De acordo com a advogada Pâmela Alvina Rodrigues Fonseca, especialista em Direito Público do escritório Aparecido Inácio e Pereira Advogados Associados, a proximidade das eleições exige atenção, principalmente, nas relações marcadas por hierarquia.
"O servidor não pode ser colocado diante de uma situação em que precise demonstrar apoio político para preservar sua função ou ter acesso a oportunidades. A relação de autoridade não pode ser usada para interferir na liberdade de escolha do servidor", afirma.
A especialista declara que a pressão eleitoral pode aparecer de diferentes formas e não necessariamente envolve uma ameaça explícita de exoneração. Promessas de vantagens, mudanças de função ou cobranças relacionadas ao apoio a determinado candidato ou grupo político também podem caracterizar uma situação irregular.
No serviço público, cargos em comissão, funções gratificadas e contratos temporários podem aumentar o receio de retaliações. Pâmela aponta que comentários como "quem estiver com a gestão será lembrado" ou "cobranças para demonstrar apoio político" podem se tornar problemáticos quando associados à expectativa de benefícios ou ao medo de prejuízos profissionais.
"É importante diferenciar uma manifestação política espontânea de uma situação em que o servidor se sente pressionado por alguém que ocupa uma posição de autoridade. O contexto faz toda a diferença", explica.
Essa relação de autoridade também pode se manifestar por meio dos canais de comunicação utilizados no ambiente de trabalho. Segundo a advogada, os grupos institucionais no WhatsApp também merecem cuidado durante o período eleitoral. Como esses canais fazem parte da rotina de trabalho, mensagens enviadas por superiores podem ser percebidas como uma cobrança, mesmo quando não há uma ameaça direta.
Entre as situações destacadas por ela e que podem gerar preocupação estão pedidos para compartilhar conteúdos de candidatos, comprovar participação em eventos ou interações nas redes sociais, elaborar listas de apoiadores e cobrar servidores que não participem de atividades político-eleitorais.
"Quando a cobrança parte de um superior e acontece dentro de um canal institucional, a pressão pode ser ainda maior. A comunicação de trabalho precisa ser separada das atividades de campanha, respeitando a liberdade política de cada servidor", diz.
Em caso de suspeita de assédio eleitoral, a recomendação de Pâmela é preservar registros que possam ajudar a comprovar o que aconteceu.
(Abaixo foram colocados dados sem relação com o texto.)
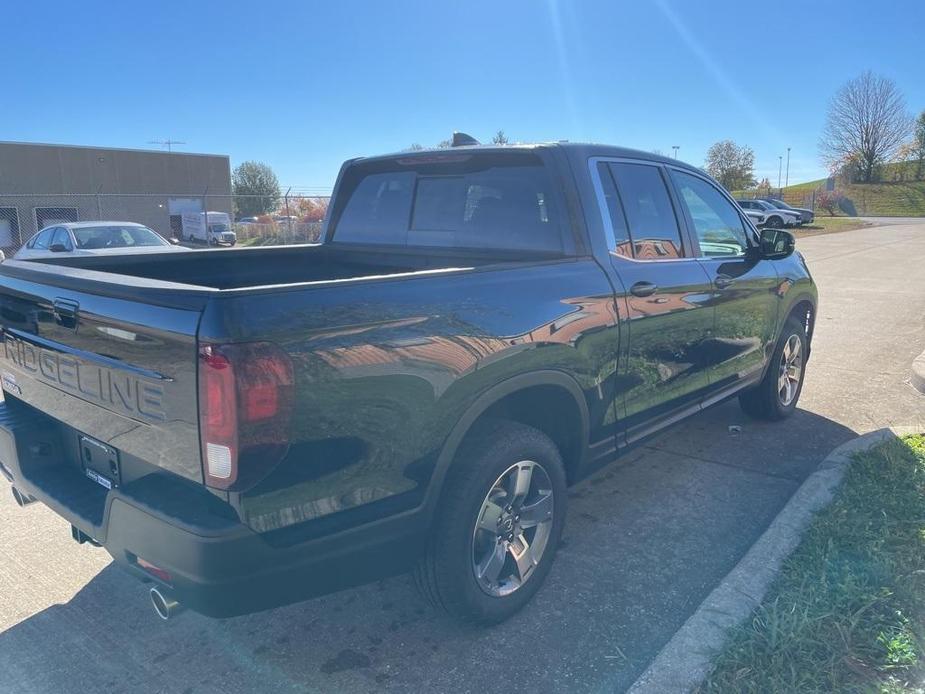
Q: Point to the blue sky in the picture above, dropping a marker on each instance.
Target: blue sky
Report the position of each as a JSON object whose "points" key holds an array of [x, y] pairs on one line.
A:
{"points": [[302, 86]]}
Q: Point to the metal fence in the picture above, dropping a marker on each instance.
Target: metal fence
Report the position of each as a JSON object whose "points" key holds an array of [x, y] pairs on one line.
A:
{"points": [[257, 220]]}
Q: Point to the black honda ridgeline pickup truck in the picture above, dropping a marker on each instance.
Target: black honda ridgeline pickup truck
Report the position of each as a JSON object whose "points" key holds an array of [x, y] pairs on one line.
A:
{"points": [[479, 328]]}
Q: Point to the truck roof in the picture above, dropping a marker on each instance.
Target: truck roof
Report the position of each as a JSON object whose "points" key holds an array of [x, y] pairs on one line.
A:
{"points": [[576, 149]]}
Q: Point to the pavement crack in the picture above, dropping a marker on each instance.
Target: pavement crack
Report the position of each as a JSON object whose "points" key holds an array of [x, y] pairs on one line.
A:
{"points": [[700, 459]]}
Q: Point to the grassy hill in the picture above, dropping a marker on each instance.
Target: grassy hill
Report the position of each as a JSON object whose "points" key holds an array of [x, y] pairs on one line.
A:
{"points": [[893, 197]]}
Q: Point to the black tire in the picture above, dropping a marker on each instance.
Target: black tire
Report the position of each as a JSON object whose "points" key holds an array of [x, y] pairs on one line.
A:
{"points": [[765, 400], [446, 575]]}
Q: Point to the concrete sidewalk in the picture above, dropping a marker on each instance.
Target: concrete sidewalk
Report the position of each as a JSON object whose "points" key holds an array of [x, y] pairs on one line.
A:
{"points": [[648, 538]]}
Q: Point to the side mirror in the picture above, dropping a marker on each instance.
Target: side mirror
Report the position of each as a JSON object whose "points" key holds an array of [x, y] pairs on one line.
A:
{"points": [[776, 244]]}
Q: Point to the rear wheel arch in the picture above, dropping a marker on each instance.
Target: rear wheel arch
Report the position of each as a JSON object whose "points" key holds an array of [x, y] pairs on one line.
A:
{"points": [[562, 415]]}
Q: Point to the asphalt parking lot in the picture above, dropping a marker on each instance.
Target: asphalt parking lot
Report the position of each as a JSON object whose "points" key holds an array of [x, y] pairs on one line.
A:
{"points": [[647, 539]]}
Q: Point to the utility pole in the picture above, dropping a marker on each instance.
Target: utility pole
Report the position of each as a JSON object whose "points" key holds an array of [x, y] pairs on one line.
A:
{"points": [[787, 176], [168, 143]]}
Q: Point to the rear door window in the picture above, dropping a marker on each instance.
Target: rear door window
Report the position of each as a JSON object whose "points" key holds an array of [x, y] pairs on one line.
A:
{"points": [[650, 215], [719, 228], [485, 201]]}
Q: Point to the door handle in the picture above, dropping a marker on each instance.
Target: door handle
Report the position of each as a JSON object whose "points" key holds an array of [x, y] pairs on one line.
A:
{"points": [[643, 289]]}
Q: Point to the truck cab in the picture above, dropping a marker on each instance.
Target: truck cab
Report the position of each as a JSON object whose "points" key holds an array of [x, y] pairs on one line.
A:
{"points": [[212, 228]]}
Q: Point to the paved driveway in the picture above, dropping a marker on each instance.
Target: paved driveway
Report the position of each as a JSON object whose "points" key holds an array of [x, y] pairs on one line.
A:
{"points": [[647, 539]]}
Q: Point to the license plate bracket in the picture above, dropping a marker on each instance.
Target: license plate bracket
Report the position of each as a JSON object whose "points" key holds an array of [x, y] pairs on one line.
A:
{"points": [[100, 462]]}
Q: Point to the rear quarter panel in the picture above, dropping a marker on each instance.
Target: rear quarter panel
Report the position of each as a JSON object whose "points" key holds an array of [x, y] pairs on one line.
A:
{"points": [[385, 369]]}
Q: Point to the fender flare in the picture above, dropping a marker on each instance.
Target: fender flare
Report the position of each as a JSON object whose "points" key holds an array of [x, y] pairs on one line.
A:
{"points": [[485, 400]]}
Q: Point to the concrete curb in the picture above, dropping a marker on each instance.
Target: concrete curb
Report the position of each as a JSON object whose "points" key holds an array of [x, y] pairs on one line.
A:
{"points": [[918, 373], [685, 660]]}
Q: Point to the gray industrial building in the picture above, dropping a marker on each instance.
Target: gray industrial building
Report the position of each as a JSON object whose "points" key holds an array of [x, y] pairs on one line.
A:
{"points": [[42, 184]]}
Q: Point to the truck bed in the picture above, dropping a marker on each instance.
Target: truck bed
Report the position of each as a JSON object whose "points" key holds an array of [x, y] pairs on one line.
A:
{"points": [[240, 268]]}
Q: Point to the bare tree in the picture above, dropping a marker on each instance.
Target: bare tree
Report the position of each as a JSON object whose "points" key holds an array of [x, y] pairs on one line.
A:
{"points": [[500, 138], [732, 165], [866, 124]]}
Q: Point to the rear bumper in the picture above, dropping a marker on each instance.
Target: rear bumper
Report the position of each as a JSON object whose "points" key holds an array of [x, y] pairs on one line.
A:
{"points": [[217, 565]]}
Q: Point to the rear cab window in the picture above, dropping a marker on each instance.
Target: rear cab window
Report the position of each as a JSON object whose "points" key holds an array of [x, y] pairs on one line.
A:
{"points": [[459, 200], [641, 213], [42, 240]]}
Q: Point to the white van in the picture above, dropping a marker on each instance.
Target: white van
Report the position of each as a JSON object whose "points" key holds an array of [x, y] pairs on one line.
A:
{"points": [[214, 231]]}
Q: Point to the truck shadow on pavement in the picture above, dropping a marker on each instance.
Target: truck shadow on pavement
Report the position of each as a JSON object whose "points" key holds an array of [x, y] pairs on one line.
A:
{"points": [[647, 538]]}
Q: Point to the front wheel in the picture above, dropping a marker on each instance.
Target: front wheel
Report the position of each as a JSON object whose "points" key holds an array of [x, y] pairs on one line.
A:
{"points": [[498, 524], [777, 395]]}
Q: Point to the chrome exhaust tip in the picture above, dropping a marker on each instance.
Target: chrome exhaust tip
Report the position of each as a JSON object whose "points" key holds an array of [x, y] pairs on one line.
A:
{"points": [[22, 499], [164, 603]]}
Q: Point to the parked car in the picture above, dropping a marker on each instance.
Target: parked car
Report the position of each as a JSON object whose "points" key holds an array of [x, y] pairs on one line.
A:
{"points": [[775, 217], [759, 219], [807, 215], [480, 328], [213, 228], [94, 238]]}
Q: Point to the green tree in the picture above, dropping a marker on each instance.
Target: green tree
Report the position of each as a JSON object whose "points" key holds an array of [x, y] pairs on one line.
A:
{"points": [[732, 165], [918, 146], [256, 189]]}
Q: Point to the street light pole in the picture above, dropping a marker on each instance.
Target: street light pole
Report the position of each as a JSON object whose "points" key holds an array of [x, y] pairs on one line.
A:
{"points": [[787, 176]]}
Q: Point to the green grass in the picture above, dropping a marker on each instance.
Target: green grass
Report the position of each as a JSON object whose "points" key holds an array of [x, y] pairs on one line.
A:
{"points": [[891, 198], [847, 612]]}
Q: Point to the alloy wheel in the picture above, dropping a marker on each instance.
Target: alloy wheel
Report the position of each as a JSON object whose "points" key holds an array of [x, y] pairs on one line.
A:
{"points": [[512, 528], [791, 370]]}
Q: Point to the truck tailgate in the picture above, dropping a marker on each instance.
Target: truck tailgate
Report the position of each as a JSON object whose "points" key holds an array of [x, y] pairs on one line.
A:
{"points": [[121, 371]]}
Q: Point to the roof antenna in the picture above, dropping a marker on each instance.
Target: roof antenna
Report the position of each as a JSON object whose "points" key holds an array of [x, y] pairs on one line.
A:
{"points": [[463, 140]]}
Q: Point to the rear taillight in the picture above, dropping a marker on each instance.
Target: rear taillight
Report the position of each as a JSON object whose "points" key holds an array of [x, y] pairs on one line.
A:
{"points": [[245, 408]]}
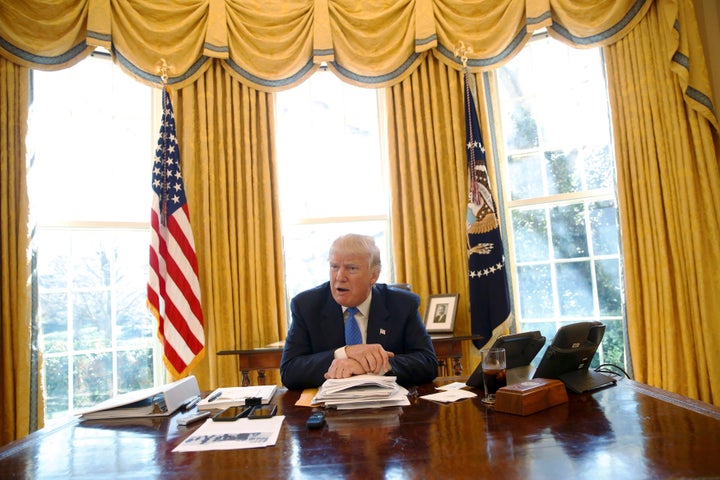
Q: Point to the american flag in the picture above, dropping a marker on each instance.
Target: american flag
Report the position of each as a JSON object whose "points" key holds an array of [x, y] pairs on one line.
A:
{"points": [[489, 296], [173, 288]]}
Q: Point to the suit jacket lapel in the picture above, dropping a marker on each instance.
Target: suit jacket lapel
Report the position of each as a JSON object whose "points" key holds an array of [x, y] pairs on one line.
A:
{"points": [[332, 320], [378, 323]]}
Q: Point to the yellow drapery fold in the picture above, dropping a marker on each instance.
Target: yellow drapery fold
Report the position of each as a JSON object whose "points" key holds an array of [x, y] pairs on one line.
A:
{"points": [[669, 193], [275, 44], [426, 135], [225, 136], [15, 303]]}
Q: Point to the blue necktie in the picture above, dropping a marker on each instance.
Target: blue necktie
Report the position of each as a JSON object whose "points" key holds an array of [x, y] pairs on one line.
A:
{"points": [[352, 330]]}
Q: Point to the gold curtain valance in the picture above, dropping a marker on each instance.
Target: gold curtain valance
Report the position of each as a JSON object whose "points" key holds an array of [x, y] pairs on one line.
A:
{"points": [[274, 44]]}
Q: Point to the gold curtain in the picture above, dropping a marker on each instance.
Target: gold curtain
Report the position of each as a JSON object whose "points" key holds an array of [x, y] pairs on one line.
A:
{"points": [[16, 389], [426, 137], [275, 44], [669, 193], [226, 139]]}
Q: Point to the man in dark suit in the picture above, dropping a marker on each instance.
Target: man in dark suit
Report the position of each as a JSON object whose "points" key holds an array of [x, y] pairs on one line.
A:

Mensagens, e-mails, convocações, comunicados, pedidos de apoio e documentos que indiquem mudanças de função, escala ou condições de trabalho podem ser relevantes para uma eventual apuração.
O servidor também pode recorrer a ouvidorias e corregedorias da própria Administração Pública. Dependendo do caso, a especialista explica que é possível buscar o Ministério Público do Trabalho, o Ministério Público Eleitoral, sindicatos e a Justiça Eleitoral, além de orientação jurídica especializada.
Para a profissional, a prevenção depende de deixar claros os limites entre o exercício da autoridade e a liberdade política.
"Gestores e servidores precisam ter clareza de que o ambiente de trabalho não pode se transformar em espaço de pressão eleitoral. A autoridade deve estar a serviço do interesse público, e não ser utilizada para influenciar a escolha política de quem trabalha no órgão", conclui.